To recap, the TOKEN_HOOK methods defined in the above injections will generate different methods with unique names, but also a key usability aspect of this is that the above code injections can be placed very near related places in the grammar file. This is actually a general improvement that JavaCC21 offers over the legacy tool. Legacy JavaCC allows you to inject code into the generated Parser and TokenManager classes via the PARSER_BEGIN...PARSER_END... and TOKEN_MGR_DECLS sections. However, you can only have one of each! And they must be up top in the grammar. JavaCC21 allows the analogous code injections to be placed very near the related places where they are used in the grammar. For example, if your parser needs that parenthesisNesting member variable to keep track of the nesting level, then this code injection can be placed very close to where the variables (or methods or whatever...) are actually used in the grammar. So if certain methods defined in an injection are mostly used after line 2000 of your grammar, you can place the INJECT block that defined those methods very near where they are used, so you don't have to be continually scrolling up and down thousands of lines to make sense of your code!

Concluding Thoughts

On its own a usability enhancement like this could be considered fairly minor, but the cumulative effect of five, ten, or twelve things of this nature, almost certainly constitutes a night-and-day transformation in the tool's usability! Regardless, the inability to define multiple token hook methods is a clear design flaw that has now been fixed. Again, this came about because I ran into this problem in internal development and realized it needed to be addressed.

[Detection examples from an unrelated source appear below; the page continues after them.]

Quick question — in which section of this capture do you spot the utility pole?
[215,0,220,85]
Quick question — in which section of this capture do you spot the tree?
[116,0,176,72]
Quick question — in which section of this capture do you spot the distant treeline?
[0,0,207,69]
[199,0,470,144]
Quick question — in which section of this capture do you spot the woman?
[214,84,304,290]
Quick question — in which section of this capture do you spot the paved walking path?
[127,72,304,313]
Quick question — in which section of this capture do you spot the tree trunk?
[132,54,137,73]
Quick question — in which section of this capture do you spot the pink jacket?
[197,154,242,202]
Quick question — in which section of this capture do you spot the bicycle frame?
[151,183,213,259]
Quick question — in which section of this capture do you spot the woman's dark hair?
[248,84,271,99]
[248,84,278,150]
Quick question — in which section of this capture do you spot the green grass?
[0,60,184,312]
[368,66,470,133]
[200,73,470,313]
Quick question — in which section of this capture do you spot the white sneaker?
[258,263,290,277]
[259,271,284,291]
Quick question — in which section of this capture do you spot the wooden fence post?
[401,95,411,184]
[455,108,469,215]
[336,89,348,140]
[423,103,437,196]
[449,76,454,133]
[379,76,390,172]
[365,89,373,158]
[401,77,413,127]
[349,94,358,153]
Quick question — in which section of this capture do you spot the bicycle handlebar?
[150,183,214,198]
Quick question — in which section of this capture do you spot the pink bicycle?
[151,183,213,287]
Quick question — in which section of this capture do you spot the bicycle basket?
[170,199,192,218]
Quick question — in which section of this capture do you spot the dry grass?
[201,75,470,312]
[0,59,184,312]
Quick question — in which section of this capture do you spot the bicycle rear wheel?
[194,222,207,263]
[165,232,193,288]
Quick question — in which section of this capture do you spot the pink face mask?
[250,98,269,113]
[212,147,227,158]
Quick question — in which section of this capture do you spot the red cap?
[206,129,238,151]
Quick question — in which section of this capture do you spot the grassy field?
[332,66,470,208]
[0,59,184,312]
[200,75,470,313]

The other big problem with this token hook disposition is that, until quite recently, it could not really address the problems that it was supposed to be able to, because it was getting injected in the wrong place, so that there was no ability to revisit Tokens that had already been cached in the chain of token.next.next.... fields formed during a lookahead.

This is explained in depth here and is really a key thing to understand if you are going to use JavaCC in a heavy duty way. In short, the only way to address the problem of context-sensitive tokenization is to be able to inject the TOKEN_HOOK routine into the parser class, NOT the lexer class!